Interface, Methods and Parameters

Let us look at the code line by line: The chief objective of the code is to define the interface called StringdemoService. This interface defines three methods which have the following properties:

  • All of the methods accept a context as the first param.
  • The second param for the first two methods is accepted as a pointer. They are of a non primitive GO type defined in the same file. The parameter is expected to be passed as a payload in the HTTP request. There cannot be more than one parameter of a custom type in the signature of the method
  • The third method accepts only primitive types - hence there are two of them. These are expected to be passed as headers. (or query params or path params) in the HTTP request.
  • All of the methods are returning two values - one a response object which will be serialized using an encoding mechanism (by default JSON) and an error object.
  • The Request params and response params are defined in the same file.

Comments in the file

The interface file is expected to have comments which will eventually make it into the Swagger description.
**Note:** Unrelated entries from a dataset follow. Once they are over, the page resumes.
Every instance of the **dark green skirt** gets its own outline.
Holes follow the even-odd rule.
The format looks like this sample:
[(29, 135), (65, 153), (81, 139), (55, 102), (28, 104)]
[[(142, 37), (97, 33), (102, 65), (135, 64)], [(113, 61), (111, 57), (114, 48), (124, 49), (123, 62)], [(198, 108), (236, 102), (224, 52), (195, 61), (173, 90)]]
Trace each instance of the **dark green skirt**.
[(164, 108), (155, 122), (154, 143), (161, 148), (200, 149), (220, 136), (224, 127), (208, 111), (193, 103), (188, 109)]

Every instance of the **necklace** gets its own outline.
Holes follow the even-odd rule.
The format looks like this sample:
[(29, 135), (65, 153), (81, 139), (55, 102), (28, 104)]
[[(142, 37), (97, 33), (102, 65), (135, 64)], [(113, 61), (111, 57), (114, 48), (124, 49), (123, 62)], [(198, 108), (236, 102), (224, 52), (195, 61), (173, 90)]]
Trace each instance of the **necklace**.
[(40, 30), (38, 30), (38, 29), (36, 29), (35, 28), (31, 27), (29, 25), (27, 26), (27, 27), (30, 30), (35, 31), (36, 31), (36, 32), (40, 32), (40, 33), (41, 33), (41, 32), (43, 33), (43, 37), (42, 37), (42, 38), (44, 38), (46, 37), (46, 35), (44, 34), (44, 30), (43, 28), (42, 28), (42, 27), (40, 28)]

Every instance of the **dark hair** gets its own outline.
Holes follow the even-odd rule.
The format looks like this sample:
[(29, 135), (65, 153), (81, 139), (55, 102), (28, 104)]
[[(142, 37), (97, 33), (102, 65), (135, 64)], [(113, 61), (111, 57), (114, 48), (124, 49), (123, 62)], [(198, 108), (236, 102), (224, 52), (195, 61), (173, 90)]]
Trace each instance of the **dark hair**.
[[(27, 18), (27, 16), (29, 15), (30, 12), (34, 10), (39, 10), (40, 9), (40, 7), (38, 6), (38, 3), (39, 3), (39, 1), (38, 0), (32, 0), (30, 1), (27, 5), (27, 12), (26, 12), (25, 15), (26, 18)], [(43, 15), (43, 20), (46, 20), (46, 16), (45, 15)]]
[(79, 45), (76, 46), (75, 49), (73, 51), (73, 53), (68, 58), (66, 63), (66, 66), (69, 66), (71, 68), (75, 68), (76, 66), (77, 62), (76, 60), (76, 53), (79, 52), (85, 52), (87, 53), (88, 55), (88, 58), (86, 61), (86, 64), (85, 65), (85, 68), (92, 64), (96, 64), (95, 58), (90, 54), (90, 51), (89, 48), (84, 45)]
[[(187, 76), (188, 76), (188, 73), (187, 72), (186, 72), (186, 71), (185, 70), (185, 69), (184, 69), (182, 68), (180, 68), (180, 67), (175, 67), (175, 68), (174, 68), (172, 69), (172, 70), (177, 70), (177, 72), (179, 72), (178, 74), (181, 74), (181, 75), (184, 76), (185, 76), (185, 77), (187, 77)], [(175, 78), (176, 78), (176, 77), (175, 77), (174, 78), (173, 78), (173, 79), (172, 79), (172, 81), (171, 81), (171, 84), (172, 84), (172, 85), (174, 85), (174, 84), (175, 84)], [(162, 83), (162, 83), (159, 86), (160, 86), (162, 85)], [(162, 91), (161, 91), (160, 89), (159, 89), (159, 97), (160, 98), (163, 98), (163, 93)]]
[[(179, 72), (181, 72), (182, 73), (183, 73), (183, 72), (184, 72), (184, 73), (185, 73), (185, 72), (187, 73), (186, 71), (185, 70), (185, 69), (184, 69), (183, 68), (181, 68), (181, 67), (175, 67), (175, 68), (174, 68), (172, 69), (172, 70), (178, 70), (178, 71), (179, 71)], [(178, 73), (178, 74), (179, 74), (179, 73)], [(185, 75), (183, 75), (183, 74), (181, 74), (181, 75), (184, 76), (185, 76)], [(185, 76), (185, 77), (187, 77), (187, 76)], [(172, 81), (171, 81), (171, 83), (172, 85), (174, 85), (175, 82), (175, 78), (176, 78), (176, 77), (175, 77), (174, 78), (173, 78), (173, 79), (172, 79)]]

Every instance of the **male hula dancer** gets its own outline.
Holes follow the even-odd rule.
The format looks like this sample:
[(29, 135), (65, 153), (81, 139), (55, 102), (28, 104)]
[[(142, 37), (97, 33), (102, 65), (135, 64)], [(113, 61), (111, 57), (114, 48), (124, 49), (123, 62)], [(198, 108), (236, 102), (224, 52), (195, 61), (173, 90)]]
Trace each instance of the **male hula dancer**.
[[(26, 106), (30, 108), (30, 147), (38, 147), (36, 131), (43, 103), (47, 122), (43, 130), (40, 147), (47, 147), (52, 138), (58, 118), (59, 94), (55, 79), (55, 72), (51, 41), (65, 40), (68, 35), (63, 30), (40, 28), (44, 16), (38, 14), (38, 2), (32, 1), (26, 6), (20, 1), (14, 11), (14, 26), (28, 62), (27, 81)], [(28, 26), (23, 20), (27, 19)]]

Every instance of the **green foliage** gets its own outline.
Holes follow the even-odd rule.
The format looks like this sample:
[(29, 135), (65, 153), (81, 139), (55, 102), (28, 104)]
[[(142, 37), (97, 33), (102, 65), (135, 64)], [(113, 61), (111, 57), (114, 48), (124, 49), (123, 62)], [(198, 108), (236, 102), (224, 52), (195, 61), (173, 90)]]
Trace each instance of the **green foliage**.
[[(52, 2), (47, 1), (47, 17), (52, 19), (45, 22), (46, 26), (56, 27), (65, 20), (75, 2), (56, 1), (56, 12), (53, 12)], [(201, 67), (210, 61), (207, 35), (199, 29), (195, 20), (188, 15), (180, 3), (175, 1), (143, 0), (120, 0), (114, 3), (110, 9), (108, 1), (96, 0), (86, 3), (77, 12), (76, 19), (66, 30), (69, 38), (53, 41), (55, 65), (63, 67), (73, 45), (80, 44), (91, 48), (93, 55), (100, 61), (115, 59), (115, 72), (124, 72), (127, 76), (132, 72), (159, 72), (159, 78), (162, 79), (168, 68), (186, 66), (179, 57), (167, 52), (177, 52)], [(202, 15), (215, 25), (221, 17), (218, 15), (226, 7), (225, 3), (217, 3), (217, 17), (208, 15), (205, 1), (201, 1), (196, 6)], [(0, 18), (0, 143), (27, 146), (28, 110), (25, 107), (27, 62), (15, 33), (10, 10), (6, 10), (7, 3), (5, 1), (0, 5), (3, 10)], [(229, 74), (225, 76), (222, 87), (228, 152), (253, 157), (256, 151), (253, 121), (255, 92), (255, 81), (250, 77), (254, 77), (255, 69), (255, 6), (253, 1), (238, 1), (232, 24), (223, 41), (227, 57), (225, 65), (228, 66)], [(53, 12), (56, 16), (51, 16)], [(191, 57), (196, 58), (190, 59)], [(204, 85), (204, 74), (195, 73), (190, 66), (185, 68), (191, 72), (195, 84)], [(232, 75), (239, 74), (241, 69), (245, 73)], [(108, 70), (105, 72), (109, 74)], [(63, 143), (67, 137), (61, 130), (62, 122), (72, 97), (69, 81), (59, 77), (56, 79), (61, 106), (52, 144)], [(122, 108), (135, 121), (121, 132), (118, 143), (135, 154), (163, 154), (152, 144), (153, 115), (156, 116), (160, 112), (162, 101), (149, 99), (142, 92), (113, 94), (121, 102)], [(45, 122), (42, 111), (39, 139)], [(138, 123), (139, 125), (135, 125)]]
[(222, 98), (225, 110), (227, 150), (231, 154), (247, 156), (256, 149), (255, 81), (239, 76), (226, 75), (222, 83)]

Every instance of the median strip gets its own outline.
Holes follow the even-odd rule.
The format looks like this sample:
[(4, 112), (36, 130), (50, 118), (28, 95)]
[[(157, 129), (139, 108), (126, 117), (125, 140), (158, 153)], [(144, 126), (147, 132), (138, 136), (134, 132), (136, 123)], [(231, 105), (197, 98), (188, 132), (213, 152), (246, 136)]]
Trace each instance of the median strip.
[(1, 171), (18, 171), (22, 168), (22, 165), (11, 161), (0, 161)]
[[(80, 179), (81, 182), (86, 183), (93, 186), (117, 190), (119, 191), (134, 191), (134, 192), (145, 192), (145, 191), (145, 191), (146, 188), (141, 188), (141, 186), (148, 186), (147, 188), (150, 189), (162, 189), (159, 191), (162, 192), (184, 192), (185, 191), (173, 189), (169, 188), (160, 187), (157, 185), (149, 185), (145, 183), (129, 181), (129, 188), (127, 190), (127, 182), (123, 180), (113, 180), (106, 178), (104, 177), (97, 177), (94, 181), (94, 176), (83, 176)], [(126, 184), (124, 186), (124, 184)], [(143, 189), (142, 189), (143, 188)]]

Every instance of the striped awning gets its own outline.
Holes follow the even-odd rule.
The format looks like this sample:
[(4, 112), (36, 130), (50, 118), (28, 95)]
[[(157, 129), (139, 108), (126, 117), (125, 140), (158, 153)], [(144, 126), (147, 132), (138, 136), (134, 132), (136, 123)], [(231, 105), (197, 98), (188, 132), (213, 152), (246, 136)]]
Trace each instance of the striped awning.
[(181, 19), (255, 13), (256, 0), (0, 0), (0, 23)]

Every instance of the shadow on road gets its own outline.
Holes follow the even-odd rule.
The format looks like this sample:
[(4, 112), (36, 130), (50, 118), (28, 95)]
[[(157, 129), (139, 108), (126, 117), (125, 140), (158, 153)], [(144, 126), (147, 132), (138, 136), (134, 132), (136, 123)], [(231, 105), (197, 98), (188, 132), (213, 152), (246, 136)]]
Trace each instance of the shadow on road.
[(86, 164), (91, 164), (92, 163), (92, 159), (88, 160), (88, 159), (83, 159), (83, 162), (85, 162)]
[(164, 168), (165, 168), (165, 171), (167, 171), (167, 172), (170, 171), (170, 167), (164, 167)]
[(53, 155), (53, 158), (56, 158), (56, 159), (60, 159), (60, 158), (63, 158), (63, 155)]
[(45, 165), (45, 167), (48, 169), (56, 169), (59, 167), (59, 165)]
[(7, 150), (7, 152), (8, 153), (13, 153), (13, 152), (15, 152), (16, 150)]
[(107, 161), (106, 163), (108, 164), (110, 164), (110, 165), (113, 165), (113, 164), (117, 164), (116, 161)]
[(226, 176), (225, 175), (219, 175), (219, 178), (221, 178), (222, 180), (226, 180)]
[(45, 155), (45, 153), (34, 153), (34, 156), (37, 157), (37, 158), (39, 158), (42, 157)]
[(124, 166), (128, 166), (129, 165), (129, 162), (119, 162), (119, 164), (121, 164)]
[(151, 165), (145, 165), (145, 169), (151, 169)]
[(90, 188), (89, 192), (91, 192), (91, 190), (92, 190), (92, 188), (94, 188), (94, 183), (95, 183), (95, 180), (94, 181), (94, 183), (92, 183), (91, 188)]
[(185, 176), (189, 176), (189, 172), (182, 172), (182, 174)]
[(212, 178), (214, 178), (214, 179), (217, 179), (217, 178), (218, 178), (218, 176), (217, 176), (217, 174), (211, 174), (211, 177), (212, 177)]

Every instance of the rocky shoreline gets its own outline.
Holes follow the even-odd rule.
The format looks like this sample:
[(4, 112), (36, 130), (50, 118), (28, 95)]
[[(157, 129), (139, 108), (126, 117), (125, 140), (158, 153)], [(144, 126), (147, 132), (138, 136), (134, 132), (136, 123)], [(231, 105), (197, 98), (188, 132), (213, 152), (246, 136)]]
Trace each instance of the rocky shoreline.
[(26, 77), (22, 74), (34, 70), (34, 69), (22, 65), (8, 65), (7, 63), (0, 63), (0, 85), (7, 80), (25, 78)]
The following comments are currently supported in WeGO-Gen.

  • Interface type comments. These get put into the service description.
  • The comments for each of the request and response parameters. - these become the parameter documentation
  • Method comments - these become the operation documentation.

Preparation for Generating the service

First checkout the contents of config/setenv.sh. It should look like the following:

# All generated modules will have the prefix shown below.
# Tweak this if you want it to be something different
export URLPrefix="github.com/agorago"
#  The default start error  code if not specified in gen.sh
export default_start_error_code=100000
# The URL for WeGO. Change this if you have forked the WeGO repo
export wegoURL="github.com/agorago/wego"
# The destination folder where the modules are generated. 
export dest_folder=/tmp

Tweak the file if required. The comments are self explanatory

Generating the stringdemo Service

$ cd stringdemo
# we are expecting that we will have our stringdemo.go file, wego and wego-gen folders here
$ wego-gen/bin/gen.sh
<choose option 1 >
<Specify the stringdemo.go interface file that you have created.>
<Accept the suggested URLs for the API and the Service folder or specify alternate ones>
<Accept the start error code>
$ cd $dest_folder/stringdemoservice # dest_folder as specified in the setenv.sh that was discussed above
$ make run-main 
# The command above creates a bin folder and builds a main program there. 
# This command also creates a configs folder under stringdemo. 
# It executes the built main() program

What Got Generated?

WeGO-Gen-gen.sh creates two WeGO modules - one for API and one for the service. It confirms the URLs for both the modules. The module structure of these modules is discussed in this article. WeGO-Gen parses the GO file and creates a service that returns an empty response. The service file is created in stringdemoservice. The API module is copied to the api package under stringdemoapi module.

Makefile, configs, error handling structures, environment files etc. are automatically generated. Test case, main file, swagger generation utility etc. are also created. In short, the entire boiler plate required for proper plumbing is done.

What do you do next?

$ cd $dest_dir/stringdemoservice
$ cd internal/service
$ vi service.go
#  Edit it to implement the interface.